On Monday I will (again, Lord, again) ask the class to be respectful, that we lost more soldiers, but I do wonder what makes a bigger impression on the world--Master Sgt. Anthony Davis being shot to death by an Iraqi Security Force soldier, or Americans trampling a temporary Walmart employee to bolster our economy.

What does this have to do with teaching?

It's my job to to oversee about twenty kids when the Pledge is recited over the intercom. This happens just about every day (except, ironically, when we are administering the state exams).

The Pledge of Allegiance was written by a Christian socialist, and used to require an arm salute that would have made Hitler proud. The words "under God" were added in the 1950's after a vigorous campaign by the Knights of Columbus.
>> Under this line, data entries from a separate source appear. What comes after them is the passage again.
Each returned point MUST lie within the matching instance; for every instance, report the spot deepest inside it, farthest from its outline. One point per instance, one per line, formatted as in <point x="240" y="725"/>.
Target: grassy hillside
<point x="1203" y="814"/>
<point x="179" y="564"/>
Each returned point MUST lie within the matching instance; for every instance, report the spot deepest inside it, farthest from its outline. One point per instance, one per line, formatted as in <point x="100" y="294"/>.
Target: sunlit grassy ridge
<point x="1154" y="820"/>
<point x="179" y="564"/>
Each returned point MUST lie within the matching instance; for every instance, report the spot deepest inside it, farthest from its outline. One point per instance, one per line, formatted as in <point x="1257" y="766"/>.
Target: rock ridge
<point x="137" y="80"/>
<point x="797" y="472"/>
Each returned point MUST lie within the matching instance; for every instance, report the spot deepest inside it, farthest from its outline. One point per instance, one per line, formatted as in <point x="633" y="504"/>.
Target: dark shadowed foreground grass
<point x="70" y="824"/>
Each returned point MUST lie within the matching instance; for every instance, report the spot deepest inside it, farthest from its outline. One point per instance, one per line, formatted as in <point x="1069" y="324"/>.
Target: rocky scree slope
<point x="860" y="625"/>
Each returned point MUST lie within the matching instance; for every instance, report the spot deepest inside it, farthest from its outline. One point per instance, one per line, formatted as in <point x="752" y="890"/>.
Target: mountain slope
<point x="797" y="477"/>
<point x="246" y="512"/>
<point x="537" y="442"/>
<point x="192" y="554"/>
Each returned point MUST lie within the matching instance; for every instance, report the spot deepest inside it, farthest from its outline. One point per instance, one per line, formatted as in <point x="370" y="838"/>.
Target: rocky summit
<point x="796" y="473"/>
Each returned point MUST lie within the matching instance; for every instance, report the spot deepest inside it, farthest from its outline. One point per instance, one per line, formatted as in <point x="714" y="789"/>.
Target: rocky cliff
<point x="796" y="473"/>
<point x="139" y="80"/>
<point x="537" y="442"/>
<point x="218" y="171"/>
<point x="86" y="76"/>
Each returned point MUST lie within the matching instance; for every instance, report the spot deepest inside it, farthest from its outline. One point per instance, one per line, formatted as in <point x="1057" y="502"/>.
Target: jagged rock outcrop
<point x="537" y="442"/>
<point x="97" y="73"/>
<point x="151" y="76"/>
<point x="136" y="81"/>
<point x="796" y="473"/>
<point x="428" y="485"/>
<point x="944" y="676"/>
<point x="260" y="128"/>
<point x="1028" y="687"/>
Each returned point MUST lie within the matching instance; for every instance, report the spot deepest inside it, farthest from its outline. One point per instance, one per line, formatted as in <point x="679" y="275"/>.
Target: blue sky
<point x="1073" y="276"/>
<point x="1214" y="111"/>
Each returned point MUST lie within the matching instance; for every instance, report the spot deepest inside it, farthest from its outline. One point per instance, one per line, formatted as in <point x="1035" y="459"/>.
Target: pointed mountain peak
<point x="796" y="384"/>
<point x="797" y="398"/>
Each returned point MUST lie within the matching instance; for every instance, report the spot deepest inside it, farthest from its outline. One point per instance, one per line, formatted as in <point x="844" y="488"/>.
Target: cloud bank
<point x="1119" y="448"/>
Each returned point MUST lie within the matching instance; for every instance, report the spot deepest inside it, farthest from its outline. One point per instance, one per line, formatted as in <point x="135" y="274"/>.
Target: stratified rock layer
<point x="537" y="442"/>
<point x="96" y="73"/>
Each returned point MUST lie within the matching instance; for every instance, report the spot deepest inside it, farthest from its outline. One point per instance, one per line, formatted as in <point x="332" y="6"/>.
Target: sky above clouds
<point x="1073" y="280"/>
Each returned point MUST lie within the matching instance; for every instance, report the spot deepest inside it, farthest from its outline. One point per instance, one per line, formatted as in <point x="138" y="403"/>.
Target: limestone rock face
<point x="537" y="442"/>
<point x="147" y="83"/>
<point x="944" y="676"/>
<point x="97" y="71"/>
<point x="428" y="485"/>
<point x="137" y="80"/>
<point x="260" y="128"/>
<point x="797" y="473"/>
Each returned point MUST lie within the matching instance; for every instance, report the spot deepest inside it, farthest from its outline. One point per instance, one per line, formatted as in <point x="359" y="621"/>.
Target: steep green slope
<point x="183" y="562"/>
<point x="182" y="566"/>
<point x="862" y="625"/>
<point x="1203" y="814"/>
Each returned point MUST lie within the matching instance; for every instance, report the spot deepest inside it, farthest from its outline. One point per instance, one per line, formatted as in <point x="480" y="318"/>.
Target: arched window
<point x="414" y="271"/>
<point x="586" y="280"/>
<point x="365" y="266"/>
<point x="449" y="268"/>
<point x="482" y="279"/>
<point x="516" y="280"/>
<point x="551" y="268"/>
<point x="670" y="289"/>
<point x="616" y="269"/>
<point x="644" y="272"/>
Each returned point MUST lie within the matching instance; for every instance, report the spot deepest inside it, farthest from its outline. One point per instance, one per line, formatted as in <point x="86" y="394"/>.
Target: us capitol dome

While a lot of folks have a problem with the God part, my difficulty stems more from the word "under"--if we are going to insist in school that God exists (and I'm not arguing the contrary), it pushes the empirical envelope to place Him (Her? It?) over us when I'm just as likely to find God on a microscope slide as I am in a cloud.

I worry (reasonably, I think) about discussing how artificial selection has made Tom Turkey impotent. The courts have ruled (reasonably, I think) that I cannot require students to recite the pledge. The courts, however, have also ruled that a school district can require me to lead the pledge to the same children not required to recite it.

Who said idolatry was dead in science class?

2 comments:

Betty said...

Maybe the Walmart news is so shocking because the shoppers were out of control and didn't act like humans. It is sad that so few people remember our soldiers and all they do for us every day. Your post really made me think.

doyle said...

Dear Betty,

I am hoping they didn't act like humans, but I cannot imagine another species having just enough imagination and desire to trample another for a bargain. (Well, maybe bluefish, if they shopped.)

Our soldiers are, alas, easy to forget when war becomes just another parade of photons on our monitors.

I rarely get mad at my students, and I am not a big fan of the Pledge of Allegiance (not because I am anti-American, but because I believe the U.S. Constitution is one of the finest documents ever crafted by man). Still, I come down (too) hard on the sophomores when they babble through the pledge, because our soldiers are dying, because (it seems) few people care.